Bomb is right, don't give them live food all the time if you aren planning on going back to pellets, here and there is fine.

I have actually caught mosquito larvae in a natural spring pond thing. My bettas enjoy them. Watching them hint is really funny. Just remember that if you always have water out they could turn into mosquitoes after a while. Happened to me while I was storing them in a cup. The place I get them at is not at my house but I may try to leave like a bucket of water out. Maybe I will get lucky.


----------



## bettalover2000 (May 10, 2011)

Yeah, http://www.mosquitoes.org/LifeCycle.html#anchor1123779
you only want them indoors when you're about to feed them.
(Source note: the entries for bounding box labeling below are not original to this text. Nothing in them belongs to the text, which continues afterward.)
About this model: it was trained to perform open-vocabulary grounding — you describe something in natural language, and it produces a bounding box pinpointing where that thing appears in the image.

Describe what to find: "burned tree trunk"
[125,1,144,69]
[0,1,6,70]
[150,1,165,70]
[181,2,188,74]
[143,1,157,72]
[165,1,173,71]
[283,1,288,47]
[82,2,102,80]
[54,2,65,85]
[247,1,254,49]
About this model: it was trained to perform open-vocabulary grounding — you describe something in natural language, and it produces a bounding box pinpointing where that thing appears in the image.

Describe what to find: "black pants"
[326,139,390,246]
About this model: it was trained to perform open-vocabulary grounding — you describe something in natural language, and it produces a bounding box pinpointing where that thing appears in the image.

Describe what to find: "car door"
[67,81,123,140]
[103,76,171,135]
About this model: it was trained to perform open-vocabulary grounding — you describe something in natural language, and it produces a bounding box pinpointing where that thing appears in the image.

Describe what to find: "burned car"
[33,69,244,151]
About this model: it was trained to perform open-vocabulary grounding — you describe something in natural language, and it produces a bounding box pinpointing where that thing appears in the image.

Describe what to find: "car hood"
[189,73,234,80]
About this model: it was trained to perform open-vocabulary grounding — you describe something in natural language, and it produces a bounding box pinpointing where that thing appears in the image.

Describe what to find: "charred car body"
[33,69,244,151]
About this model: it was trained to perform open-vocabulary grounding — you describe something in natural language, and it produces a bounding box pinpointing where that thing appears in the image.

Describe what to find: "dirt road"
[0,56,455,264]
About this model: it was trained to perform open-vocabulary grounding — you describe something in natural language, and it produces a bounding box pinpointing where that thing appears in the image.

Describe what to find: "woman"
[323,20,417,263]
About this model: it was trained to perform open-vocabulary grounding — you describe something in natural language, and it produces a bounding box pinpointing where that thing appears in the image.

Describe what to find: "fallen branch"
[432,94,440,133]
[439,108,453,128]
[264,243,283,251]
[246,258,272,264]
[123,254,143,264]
If they get to be pupae, then dump them. If you want large amounts of M.L., then set out a bucket of water outside & wait for larvae. I would suggest 3-4 larvae per fish per feeding. Be watchful for parasite signs. http://www.bettafish.com/showthread.php?t=73333


----------



## karpediem (Feb 15, 2012)

I have close to 3000 betta to feed each day and mines love live food. You can feed your betta with blood worm, adult bbs or mosquito larves, it wont kill them, they will grow faster and stronger. Betta who eat live food everyday are stronger and more healthy than the ones who eat pellets.
If you have guppy fry, betta also love them


----------



## Bombalurina (Oct 10, 2011)

That would explain why my female Endlers are constantly getting pregnant and un-pregnant again without producing a single visible baby. 

Callistra: a clean bucket in a back garden is generally a pretty safe source.  The larvae are only exposed to what is in that bucket.


----------